FUEL DELIVERY CONTROL
Operation of the electric fuel pump is controlled through a relay which is energized by the Motronic control unit. The relay is energized only during engine cranking or while the engine is running. The DME control unit uses the engine speed signal as an input for fuel pump control.

Ignition Timing Program Map:

IGNITION CONTROL
The primary circuits of the ignition coils are switched by the power output stage of the DME control unit. The uncorrected basic ignition time is used as a load signal for the ignition. Based upon these load conditions in relation to various engine speeds a three dimensional ignition performance characteristic "Basic Ignition Map" is used to optimize the ignition to achieve the most favorable exhaust gas and fuel consumption performance for any given load or speed condition.

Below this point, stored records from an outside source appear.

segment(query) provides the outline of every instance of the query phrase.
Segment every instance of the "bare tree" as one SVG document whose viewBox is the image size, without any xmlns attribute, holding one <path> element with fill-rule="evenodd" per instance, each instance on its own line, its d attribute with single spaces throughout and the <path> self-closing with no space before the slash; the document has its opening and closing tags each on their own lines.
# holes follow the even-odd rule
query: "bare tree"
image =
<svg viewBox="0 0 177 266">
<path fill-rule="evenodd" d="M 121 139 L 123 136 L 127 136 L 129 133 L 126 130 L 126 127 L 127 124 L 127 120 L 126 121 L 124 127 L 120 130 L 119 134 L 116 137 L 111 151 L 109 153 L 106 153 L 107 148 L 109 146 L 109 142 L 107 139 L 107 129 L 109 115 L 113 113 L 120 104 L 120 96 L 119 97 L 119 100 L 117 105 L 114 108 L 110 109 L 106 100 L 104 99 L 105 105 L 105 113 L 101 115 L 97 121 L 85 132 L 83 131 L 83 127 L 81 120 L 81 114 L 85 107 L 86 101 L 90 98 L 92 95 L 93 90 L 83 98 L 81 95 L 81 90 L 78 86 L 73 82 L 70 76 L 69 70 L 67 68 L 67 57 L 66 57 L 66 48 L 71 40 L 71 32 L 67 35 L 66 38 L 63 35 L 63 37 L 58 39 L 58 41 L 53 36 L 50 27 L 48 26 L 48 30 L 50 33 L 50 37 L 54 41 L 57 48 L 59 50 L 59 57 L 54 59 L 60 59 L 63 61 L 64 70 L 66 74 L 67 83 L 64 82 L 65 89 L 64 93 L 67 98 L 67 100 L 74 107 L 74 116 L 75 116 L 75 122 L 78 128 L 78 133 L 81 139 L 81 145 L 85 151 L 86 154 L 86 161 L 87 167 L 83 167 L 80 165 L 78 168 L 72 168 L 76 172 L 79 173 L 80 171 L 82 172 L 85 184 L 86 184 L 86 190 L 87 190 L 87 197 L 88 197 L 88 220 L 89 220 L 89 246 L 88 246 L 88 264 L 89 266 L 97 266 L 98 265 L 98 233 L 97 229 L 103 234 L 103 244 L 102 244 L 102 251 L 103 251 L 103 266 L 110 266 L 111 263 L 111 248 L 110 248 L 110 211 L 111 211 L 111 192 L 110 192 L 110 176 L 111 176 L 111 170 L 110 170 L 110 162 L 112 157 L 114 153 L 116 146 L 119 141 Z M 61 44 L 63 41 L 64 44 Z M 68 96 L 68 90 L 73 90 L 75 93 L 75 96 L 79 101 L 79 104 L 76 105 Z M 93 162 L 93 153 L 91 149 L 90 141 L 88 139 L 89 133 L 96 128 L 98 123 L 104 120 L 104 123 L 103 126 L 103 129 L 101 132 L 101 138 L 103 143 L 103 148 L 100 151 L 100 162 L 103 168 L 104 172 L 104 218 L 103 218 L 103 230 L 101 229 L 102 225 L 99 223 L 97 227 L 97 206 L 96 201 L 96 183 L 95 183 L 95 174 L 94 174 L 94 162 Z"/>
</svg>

When the throttle valve is in the closed position, the bottom line of the basic ignition map is selected as the idle/coast characteristic. For engine speeds below the nominal values, the ignition timing is advanced to obtain idle stabilization. For coasting, ignition timing is programmed to obtain minimum exhaust gas pollutants and optimum driveability performance. For the wide open throttle position, the top line of the basic ignition map is selected. This full-load characteristic is programmed with engine knock limits taken into consideration. For very high ambient temperatures the ignition is retarded as a function of coolant and intake air temperature.

IDLE SPEED CONTROL
Idle speed is electronically controlled by the DME control unit with relation to the respective engine coolant temperature and load signals.

EVAP EMISSION CONTROL
The DME control unit controls operation of the evaporative emission system by switching the electric purge valve off and on based on engine speed, load, and temperature characteristics.

ON-BOARD DIAGNOSTICS
In the event of a DME system malfunction, circuit information will be stored in the internal memory of the DME control unit. Intermittent failures are stored with a record of the failure frequency. The DME control unit is able to store up to thirty malfunctions, and will give priority to those items which can cause the vehicle to exceed exhaust emission standards. In addition to being stored in memory, an emissions-related failure will cause the "Check Engine" light to illuminate on the instrument cluster. Furthermore, the "Check Engine" light is also used to display faults which are stored in the control unit's memory when the self-diagnostic procedure has been initiated. Faults may also be retrieved with the BMW service tester if available.

ADAPTIVE CONTROL
The DME control unit has adaptive idle speed, air/fuel mixture and charcoal canister purge capabilities. The control unit continuously compares the programmed data for these functions, with the input values. If a deviation occurs, new input values are superimposed and stored in the programmed data map. This allows the DME control unit to correct for break-in wear or slight air leaks which might occur in the systems. If power is interrupted to the control unit, new adaptation takes place within several minutes of engine operation.